But the FCC also needs to be cautioned about how it frames the review of those rules. It got plenty of advice last week from academics, public interest groups and broadcasters, though in separate workshops so the sparks had to fly in absentia.

To hear some of the public interest groups tell it, the near-economic collapse and ensuing financial fallout, with millions of jobs lost and many broadcast and print outlets operating on life support, is merely a cyclical downturn. There is no cause, they say, for taking a fresh look at rules that keep some broadcasters from creating a multiplatform model that is likely the future of journalism.

This posture in fact exposes these groups' single-minded determination to make broadcasters pay for the sin of being stuck with too much debt when the economy tanked and their business model was turned on its head by the Internet. In their eyes, the recessionary steamroller becomes merely a cycle when the alternative might provide a legitimate argument for deregulation.
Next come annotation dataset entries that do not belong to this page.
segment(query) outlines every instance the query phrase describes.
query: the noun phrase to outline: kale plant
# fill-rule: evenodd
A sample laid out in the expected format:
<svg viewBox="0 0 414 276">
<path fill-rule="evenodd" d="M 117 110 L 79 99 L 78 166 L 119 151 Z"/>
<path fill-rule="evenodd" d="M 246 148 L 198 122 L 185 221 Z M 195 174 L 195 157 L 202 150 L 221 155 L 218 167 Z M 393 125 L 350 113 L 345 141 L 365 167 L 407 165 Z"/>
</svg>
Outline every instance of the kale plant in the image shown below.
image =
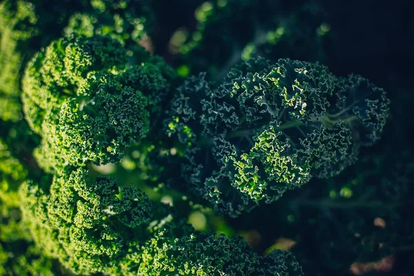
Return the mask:
<svg viewBox="0 0 414 276">
<path fill-rule="evenodd" d="M 0 275 L 410 275 L 414 28 L 348 2 L 0 0 Z"/>
</svg>

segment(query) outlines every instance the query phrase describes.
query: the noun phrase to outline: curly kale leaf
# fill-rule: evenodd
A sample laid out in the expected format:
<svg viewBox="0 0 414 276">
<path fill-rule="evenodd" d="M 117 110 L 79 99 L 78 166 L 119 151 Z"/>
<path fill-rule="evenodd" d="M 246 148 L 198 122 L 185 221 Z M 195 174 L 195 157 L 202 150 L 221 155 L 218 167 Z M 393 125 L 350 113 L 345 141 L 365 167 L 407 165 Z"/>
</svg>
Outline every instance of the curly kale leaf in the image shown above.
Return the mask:
<svg viewBox="0 0 414 276">
<path fill-rule="evenodd" d="M 104 271 L 152 216 L 139 188 L 121 188 L 111 177 L 91 180 L 82 168 L 55 175 L 48 190 L 27 183 L 20 194 L 36 244 L 77 273 Z"/>
<path fill-rule="evenodd" d="M 53 41 L 29 63 L 21 99 L 43 169 L 117 162 L 146 136 L 172 74 L 156 58 L 128 59 L 118 41 L 94 37 Z"/>
<path fill-rule="evenodd" d="M 379 138 L 388 106 L 384 90 L 359 76 L 259 58 L 215 87 L 204 75 L 188 79 L 166 124 L 187 146 L 181 168 L 191 189 L 237 215 L 353 164 L 361 146 Z"/>
<path fill-rule="evenodd" d="M 82 168 L 55 175 L 50 188 L 26 183 L 20 196 L 36 244 L 75 273 L 303 275 L 290 253 L 260 257 L 240 237 L 195 234 L 139 188 L 90 179 Z"/>
</svg>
Forget “might”: The FCC needs to throw out the ban on newspaper-broadcast cross-ownership. It is an artifact of a world that has utterly changed. Some consolidation foes say, with a straight face, that the Internet does not represent a sea change in the media model, and that broadcasters are just using that ruse to get the deregulation they want. Even if that were the motive, it would not change the fact that the Internet has fragmented the audience to the extent that the model for making broadcast journalism work is in trouble.

The reason the FCC is so concerned about localism and diversity in broadcasting is because broadcasting is so important to meeting the local information needs of the community.

Did some broadcasters overextend themselves? Of course, as did banks and home buyers and lots of other people. They did not ask for the Internet to come along and change the media world at the same time the financial world was spinning out of control.

George Mahoney, VP and general counsel of Media General, advised the FCC to get out and talk to broadcasters and the advertisers who want the multiple platforms that combined station and station-newspaper combos can provide. He also urged the commission to talk to the financial community, which is looking for an upside before it lends, and then decide what needs to be done.

We agree. And if the FCC does that, it should become clear that rules preventing broadcasters from competing on a reasonably level footing with the mass-media forces massed against them are not in the public interest.